I've been doing a lot of thinking lately. Actually, brooding might be a more accurate (if not better) word for it. As expected, most of the brooding has been needless and useless circular thinking that makes its track through some of the nastier spots on my brain, but I'm determined to pull something constructive out of this.
So I'll start with this: You remember that adage about being careful what you wish for because you just might get it? Well, that goes double in the case where you don't wish for anything. Not wishing for anything can be a whole lot like wishing for nothing, which is pretty damned dismal. Case in point: I've recently been asked several times, in not so many words, "what do you want to be when you grow up?" The charm of leaving that answer blank is starting to wear off.
Then there's one of my favorite adages (which I very well might have made up on my own): perspective is key. It's no secret that if you pull your perspective far enough back, nothing is really all that important. Well, I think there's something to be said for keeping your perspective close enough that you don't lose sight of the importance of self. I mean, the more logical parts of my mind still say that in the BIG picture, my self is really not that important, but I don't think that's a healthy perspective to live with. At least, not if you can only hold that perspective in a half-assed sort of way where you wind up not doing anything (because it's not that important), but then spend a lot of time whining about all the things you missed out on (because, after all, experience is all we get, so yeah, it's important).

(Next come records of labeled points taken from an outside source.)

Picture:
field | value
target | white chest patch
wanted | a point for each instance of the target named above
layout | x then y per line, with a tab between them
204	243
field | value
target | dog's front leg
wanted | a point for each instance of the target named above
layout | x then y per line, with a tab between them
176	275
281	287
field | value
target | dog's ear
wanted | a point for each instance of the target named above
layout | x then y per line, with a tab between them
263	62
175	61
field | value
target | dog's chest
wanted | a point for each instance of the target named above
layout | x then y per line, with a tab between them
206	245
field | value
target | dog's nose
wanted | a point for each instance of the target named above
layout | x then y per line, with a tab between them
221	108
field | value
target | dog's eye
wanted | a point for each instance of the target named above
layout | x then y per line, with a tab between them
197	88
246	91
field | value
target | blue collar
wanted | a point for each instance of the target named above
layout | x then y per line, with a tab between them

And no, I'm not talking about Junk Mail Man, even though that's where I'd be right now if I were more interested in smiling than brooding.
And then there's the other thing I've been thinking about, which doesn't necessarily attach to any of the previous items. It's one of those hippy-dippy, fresh-off-the-bong, what's the point of life kind of things, but at the moment it's important to me. It seems to me that the point of consciousness is to decide what we like, and what we don't. Or, put another way, to invest psychic energies in pulling things nearer or pushing them away. Really, it's not my theory. It's in the Bible, pretty much right up front, under the heading "Forbidden Fruit from the Tree of Knowledge of Good and Evil." Anyway, the reason I mention this is that I think I've been letting the dark side of my mind do most of this work recently. Oh, I have my reasons, but they're essentially bullshit; or at the very least, irrelevant. I tend to think that my degree of control over the balance of liking/disliking is limited, but it might also be fair to say that it's my effort that is limited.
So, like always, I have a choice. I can make the effort to focus my perceptions on and think about things that are pleasing to me, and I can conclude that life is good; after all, that's true. Or, I can brood over things that make me upset, and I can let my perceptions rest on things that displease me, and I can conclude that everything sucks; and given the subset of data I'm evaluating, that will also be true.
But, sigh, sometimes it just isn't that simple.